ERP Priorities

June 2012
Advice and Assistance for Manufacturers

I recently came across an analyst opinion piece stating that companies that have postponed system investments due to the shaky economy over the last couple years may now be ready to spend some money to upgrade capabilities for improved performance. Specifically, the piece was addressing improved prospects for ERP investment in 2012.

What I thought was most interesting was the list of application areas that were the highest priority for ERP investment this year. At the top of the list was finance and accounting. This is the area that most companies implement first, of course, but not one that will generate significant ROI in terms of cost savings or performance improvement. Enhanced management visibility is important, but companies looking for ROI should be looking at the main line functions that drive company spending and revenue.
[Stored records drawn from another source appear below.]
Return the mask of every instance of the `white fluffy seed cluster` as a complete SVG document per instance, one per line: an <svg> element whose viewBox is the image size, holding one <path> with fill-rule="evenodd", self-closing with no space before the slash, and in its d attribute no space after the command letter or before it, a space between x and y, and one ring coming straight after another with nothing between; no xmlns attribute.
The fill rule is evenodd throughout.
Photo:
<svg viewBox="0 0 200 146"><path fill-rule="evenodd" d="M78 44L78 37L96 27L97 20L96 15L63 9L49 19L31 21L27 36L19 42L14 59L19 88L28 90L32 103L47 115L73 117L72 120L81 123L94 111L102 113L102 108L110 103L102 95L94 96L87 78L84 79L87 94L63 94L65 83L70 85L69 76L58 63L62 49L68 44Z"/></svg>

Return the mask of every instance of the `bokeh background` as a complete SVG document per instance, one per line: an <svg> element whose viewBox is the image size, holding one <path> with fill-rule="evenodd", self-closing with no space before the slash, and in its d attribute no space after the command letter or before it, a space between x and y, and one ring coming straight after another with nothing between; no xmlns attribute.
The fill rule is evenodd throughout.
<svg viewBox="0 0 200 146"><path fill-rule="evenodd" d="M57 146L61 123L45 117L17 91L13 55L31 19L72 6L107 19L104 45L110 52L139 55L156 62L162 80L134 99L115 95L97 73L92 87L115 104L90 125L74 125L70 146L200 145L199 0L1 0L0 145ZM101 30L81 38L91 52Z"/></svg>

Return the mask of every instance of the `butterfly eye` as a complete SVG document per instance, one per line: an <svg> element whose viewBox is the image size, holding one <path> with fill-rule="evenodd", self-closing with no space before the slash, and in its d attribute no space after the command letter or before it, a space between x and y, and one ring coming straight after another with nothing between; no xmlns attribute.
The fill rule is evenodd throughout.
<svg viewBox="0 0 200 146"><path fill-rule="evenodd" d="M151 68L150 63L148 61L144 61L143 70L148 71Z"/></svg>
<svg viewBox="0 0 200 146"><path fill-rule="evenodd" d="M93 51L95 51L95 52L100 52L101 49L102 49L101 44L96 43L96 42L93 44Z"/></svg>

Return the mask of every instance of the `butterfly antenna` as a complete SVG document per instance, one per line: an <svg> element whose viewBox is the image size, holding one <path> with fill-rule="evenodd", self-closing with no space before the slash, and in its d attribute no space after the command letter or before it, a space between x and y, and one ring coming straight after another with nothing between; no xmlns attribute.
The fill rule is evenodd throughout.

Second on the list was purchasing management. Purchases can account for nearly half of cost-of-goods in many companies and there are certainly opportunities to tighten up the management of the procurement function. The focus of purchasing management should be centered on taking friction out of the process, and controlling the flow of goods rather than just reducing piece cost or otherwise pressuring the suppliers. Enhance communications and more of a partnership relationship with strategic suppliers enhances flexibility, responsiveness, quality and reliability that can generate value far in excess of whatever discounts or price reductions might be found.

Inventory was the third area listed. Inventory ties up a lot of cash and is often a great source of concern – both when there is too much and when there is too little (meaning shortages) – and is the area most often targeted to generate return on an ERP investment. The fact of the matter is that inventory control and inventory savings result from procedural discipline and improvements. But the software is often the excuse for making changes in inventory control that really generate savings. So be it – whatever it takes to focus management attention on inventory discipline, it is the results that count. Is inventory control a legitimate reason to invest in ERP? Absolutely. Not in the least because the planning and scheduling applications feed information into the inventory system that help you determine the right amount of inventory (and procurement priorities) needed to meet your production and customer service goals.

Going down the list form there, we find planning and scheduling, sales order management, manufacturing management, plant automation, and warehouse management. All of these were shown to be areas of concern that are motivating companies to invest in systems for the purpose of improving performance and generating a return on their investment.

Have you established a list of the highest priority areas within your business in terms of either your biggest challenges or the ripest areas for potential for improvement? Do you have a plan for investing (time, effort, and/or money) in improvements and what kind of return you might expect if you did so?